Edith felt certain that she would bring to the Phillies “a wave of talent,” however. And Carpenter decided he would have the last laugh when she signed a worthy prospect. In fact, Carpenter gave a ringing endorsement not only to Houghton, but also to the idea of women scouts in general. “There’s no reason,” he said when announcing the hiring, “why a woman shouldn’t be just as good a judge of a ballplayer as a man. Some of them know a lot more about baseball.” For her part, Edith had a clear idea what the team needed. When she was hired, she announced that her main goal was to snag players who were “big and fast” for the Phillies’ roster. Her time playing with the Hollywood Bloomer Girls against men’s teams in the Texas and Piedmont Leagues in the 1930s had given her a pretty good idea “what a ballplayer looks like.” “It’s not hard to pick them out,” she said. “You look for the natural ability. The rest comes with training.”

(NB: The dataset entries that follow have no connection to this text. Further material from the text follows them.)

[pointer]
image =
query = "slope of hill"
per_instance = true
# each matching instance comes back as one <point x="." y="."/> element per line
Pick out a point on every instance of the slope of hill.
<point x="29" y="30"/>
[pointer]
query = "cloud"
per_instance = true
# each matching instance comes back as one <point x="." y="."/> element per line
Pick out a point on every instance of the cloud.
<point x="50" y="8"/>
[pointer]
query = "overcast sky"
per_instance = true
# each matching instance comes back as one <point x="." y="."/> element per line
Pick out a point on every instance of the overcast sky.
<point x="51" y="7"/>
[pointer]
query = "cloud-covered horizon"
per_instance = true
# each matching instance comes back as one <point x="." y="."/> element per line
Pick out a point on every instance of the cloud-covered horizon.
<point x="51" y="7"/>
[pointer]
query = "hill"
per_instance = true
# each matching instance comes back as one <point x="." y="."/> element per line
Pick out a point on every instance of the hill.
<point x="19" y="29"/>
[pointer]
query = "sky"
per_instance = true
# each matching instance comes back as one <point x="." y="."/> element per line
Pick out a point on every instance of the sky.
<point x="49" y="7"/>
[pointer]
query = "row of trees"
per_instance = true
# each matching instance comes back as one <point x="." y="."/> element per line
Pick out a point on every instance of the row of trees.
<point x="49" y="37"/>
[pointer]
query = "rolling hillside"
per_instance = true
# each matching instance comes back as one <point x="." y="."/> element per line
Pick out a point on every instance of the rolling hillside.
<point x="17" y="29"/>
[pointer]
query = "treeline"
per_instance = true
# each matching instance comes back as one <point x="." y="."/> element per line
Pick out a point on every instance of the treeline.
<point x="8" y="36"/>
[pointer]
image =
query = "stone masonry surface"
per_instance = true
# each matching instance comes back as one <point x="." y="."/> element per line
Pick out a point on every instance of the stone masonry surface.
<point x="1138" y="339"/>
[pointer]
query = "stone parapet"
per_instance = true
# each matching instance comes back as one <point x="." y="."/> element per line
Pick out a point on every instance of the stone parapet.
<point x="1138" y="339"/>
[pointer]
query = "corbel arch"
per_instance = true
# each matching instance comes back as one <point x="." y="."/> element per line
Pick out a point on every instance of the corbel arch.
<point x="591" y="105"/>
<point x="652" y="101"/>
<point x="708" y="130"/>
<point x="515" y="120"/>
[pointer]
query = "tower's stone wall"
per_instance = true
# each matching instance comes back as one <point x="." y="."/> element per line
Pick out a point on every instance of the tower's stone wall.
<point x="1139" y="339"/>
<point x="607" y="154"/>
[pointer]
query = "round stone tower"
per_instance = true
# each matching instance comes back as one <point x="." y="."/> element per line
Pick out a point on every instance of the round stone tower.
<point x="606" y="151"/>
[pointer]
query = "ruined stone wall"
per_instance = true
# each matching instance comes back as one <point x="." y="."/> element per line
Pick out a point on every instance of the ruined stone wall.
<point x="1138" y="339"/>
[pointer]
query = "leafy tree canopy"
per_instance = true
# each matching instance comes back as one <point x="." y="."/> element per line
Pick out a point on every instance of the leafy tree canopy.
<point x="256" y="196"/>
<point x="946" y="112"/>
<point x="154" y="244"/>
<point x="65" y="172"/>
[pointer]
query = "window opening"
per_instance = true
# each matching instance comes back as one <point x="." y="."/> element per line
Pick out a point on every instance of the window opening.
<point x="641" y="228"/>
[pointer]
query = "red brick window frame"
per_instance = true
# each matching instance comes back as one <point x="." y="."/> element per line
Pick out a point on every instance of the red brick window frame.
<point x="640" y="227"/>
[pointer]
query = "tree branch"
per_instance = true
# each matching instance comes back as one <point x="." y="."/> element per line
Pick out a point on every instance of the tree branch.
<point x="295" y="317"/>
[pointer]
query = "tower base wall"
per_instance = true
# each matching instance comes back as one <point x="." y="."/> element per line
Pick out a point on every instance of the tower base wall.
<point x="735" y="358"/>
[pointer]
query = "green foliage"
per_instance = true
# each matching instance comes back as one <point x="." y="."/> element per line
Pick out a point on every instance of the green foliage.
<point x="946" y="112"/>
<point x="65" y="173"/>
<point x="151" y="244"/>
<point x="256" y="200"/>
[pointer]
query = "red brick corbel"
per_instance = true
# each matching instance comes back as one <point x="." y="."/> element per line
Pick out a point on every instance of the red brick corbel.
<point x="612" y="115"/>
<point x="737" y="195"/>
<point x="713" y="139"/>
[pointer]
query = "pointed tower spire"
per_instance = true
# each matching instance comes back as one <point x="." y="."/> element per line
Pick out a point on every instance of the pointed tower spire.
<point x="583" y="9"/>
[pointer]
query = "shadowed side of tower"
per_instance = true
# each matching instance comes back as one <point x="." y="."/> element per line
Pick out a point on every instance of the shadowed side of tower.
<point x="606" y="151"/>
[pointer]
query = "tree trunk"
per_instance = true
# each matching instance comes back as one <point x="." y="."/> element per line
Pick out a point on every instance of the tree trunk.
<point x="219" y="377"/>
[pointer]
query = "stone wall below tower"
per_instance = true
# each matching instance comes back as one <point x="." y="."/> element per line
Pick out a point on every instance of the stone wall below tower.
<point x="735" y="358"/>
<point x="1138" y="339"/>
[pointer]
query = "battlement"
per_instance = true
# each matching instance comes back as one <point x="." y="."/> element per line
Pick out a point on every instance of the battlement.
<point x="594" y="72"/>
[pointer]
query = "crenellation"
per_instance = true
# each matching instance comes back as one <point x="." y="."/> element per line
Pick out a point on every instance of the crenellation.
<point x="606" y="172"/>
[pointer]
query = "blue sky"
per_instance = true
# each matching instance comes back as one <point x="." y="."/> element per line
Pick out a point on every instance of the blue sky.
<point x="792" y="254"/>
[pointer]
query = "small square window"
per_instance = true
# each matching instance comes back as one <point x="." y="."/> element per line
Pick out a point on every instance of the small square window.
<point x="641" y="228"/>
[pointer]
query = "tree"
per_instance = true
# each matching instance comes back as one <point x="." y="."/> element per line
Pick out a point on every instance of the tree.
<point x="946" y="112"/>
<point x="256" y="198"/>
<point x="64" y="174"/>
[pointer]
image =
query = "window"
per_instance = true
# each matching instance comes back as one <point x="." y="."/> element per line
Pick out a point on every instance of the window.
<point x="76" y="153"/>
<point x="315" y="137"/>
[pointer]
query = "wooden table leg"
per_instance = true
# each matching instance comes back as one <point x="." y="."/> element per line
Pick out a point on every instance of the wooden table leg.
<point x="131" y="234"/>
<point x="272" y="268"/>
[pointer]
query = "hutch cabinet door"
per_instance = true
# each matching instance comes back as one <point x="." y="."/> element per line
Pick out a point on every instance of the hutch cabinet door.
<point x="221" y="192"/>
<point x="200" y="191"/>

Over the next six years, Edith scouted hundreds of players and signed 16; and, although none ever made it to the majors, two did reach Class B ball. Edith’s apparent lack of success as a scout may not be as clear as the numbers suggest. Because scouting is such a cutthroat activity, she said, if she felt any players had talent “you can bet your buttons ten others are after him, too.”3
After Houghton left the Phillies in 1952, she re-enlisted in a Navy reserve unit during the Korean War and served for two more decades, retiring as a Chief Petty Officer (SKC) in 1972. She transferred from Philadelphia in 1964 to Sarasota, Florida, where she lived the rest of her life. She died on February 2, 2013, just eight days before her 101st birthday.
Edith Houghton distinguished herself on and off the diamond. She is notable both for her groundbreaking play on men’s teams and her role as the first female scout in the major leagues.
1 Gai Berlage, Women in Baseball: The Forgotten History (Westport, Connecticut: Praeger Publishers, 1994), 41. Barbara Gregorich, Women at Play: The Story of Women in Baseball (San Diego: Harcourt Brace & Co., 1993), 54-56.
2 Gregorich, Women at Play, 58.
3 “Phillies Hire Girl as Scout,” Sandusky Register-Star-News, February 15, 1946, 12. “Phillies Sign Lady Scout Who Likes Her Players Big,” Indiana (Pennsylvania) Evening Gazette, February 15, 1946, 12. “Woman Baseball Scout,” New York Times, February 15, 1946, 22. Gregorich Women at Play, 58.